WASHINGTON - In the first major policy address of his presidential campaign, former Minnesota Gov. Tim Pawlenty on Tuesday proposed dramatic tax and spending cuts that would end the federal government's role in delivering mail, running trains and backing home mortgages.
Speaking at the University of Chicago business school, Pawlenty delivered a sweeping plan for shrinking government as defined in what he called "the Google test."
"If you can find a good or service on the Internet, then the federal government probably doesn't need to be doing it," he said. "The post office, the government printing office, Amtrak, Fannie and Freddie, were all built for a time in our country when the private sector did not adequately provide those products. "That's no longer the case." (Fannie Mae and Freddie Mac are quasi-federal institutions developed to promote home ownership.)
As Pawlenty seeks the Republican presidential nomination in 2012, he is doubling down on his credentials as a fiscal conservative. His plan would cut the corporate tax rate by more than half, from 35 percent to 15 percent. Individual rates would be whittled to two tiers: 10 percent on income up to $50,000 ($100,000 for married couples), and 25 percent for "everything above that."
Presented as a pro-business prescription for economic growth and job creation, Pawlenty's 30-minute speech outlined government reforms that would sunset all federal regulations unless specifically renewed by Congress, as well as grant the president emergency powers to freeze federal spending.
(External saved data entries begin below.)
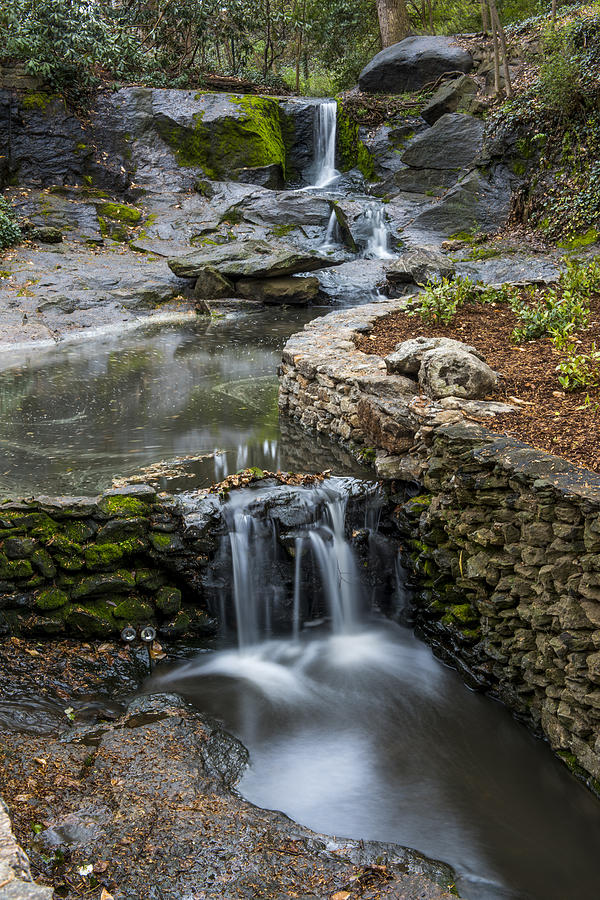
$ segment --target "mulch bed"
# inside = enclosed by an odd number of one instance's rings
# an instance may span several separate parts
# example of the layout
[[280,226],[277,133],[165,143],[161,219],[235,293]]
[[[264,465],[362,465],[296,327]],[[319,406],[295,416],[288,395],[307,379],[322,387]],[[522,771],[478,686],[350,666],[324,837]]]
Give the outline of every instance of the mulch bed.
[[[487,399],[511,402],[517,398],[525,404],[518,413],[485,417],[482,424],[600,472],[600,388],[563,391],[556,366],[564,353],[549,338],[514,344],[511,333],[516,325],[515,314],[502,303],[466,305],[449,325],[430,325],[419,315],[392,313],[379,319],[370,334],[359,337],[357,346],[365,353],[386,356],[396,344],[420,335],[471,344],[502,375],[500,389]],[[577,335],[578,350],[591,350],[594,341],[600,348],[600,297],[592,300],[590,327]],[[582,409],[586,393],[591,406]]]

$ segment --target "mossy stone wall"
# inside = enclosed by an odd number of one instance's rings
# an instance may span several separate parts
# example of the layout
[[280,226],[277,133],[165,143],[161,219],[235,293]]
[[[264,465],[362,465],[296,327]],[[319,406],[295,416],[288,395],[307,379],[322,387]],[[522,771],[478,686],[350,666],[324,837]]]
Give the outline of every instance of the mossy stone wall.
[[447,426],[396,519],[427,640],[600,793],[600,476]]
[[184,532],[175,504],[146,485],[0,504],[0,635],[109,637],[127,624],[153,624],[163,637],[211,631],[185,575],[189,559],[199,563]]

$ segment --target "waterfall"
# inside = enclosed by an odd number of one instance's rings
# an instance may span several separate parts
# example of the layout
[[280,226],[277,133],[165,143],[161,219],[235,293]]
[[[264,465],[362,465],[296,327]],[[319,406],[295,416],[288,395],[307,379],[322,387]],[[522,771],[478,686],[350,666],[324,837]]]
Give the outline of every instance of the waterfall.
[[367,226],[367,246],[365,256],[368,259],[393,259],[390,251],[390,233],[385,222],[385,210],[380,203],[372,203],[365,210]]
[[345,634],[358,624],[362,586],[354,554],[344,533],[346,498],[327,504],[328,524],[321,531],[311,531],[317,564],[323,580],[327,605],[335,634]]
[[356,485],[346,478],[293,490],[270,484],[232,492],[223,503],[221,552],[205,583],[229,585],[240,648],[282,631],[298,639],[308,610],[325,609],[334,634],[356,631],[368,606],[345,533]]
[[341,243],[340,223],[335,213],[335,209],[331,210],[327,231],[325,233],[325,242],[321,244],[321,250],[332,250],[336,245]]
[[339,176],[335,167],[335,138],[337,131],[337,103],[325,100],[315,111],[314,156],[312,164],[313,184],[324,188]]

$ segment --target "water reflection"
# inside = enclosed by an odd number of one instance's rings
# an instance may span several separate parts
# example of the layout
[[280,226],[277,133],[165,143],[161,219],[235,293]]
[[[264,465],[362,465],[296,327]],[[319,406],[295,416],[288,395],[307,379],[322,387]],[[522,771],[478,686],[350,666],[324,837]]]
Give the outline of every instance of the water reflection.
[[265,310],[4,354],[0,492],[96,493],[113,476],[215,450],[191,465],[192,483],[278,468],[281,347],[314,316]]

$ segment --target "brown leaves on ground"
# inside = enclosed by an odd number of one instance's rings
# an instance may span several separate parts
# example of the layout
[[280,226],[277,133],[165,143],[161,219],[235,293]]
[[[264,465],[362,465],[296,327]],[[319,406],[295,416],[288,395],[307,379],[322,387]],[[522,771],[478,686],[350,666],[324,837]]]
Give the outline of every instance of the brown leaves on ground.
[[[561,390],[556,366],[564,353],[549,338],[515,344],[515,313],[505,304],[469,304],[459,309],[449,325],[432,325],[420,316],[392,313],[379,319],[370,334],[361,335],[357,346],[364,353],[386,356],[397,344],[411,338],[449,337],[481,351],[502,376],[502,386],[488,400],[515,403],[518,412],[485,417],[482,424],[539,450],[562,456],[579,466],[600,472],[600,389]],[[577,333],[577,352],[600,346],[600,298],[591,302],[590,326]],[[586,393],[590,402],[584,406]]]

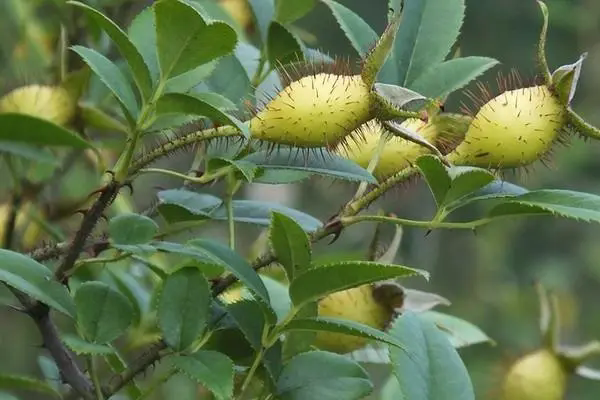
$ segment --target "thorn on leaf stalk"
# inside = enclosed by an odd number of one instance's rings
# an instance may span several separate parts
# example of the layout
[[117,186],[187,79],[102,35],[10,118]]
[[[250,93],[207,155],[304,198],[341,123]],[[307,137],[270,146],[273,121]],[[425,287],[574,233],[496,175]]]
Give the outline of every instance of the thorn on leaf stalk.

Pawlenty suggested impounding as much as 5 percent of federal spending until the budget is balanced. Echoing an idea that has been circulating among GOP lawmakers, Pawlenty said that cutting 1 percent of overall federal spending for six consecutive years would balance the federal budget by 2017.
Pawlenty also took sharp aim at President Obama's economic record, which has taken a beating in recent polls.
"How are you enjoying your recovery summer?" Pawlenty said. "That's what the president said we were having. And that was last year. ... If that was a recovery, then our president needs to enter economic rehab. And the American people need to stop his policies. Cold turkey."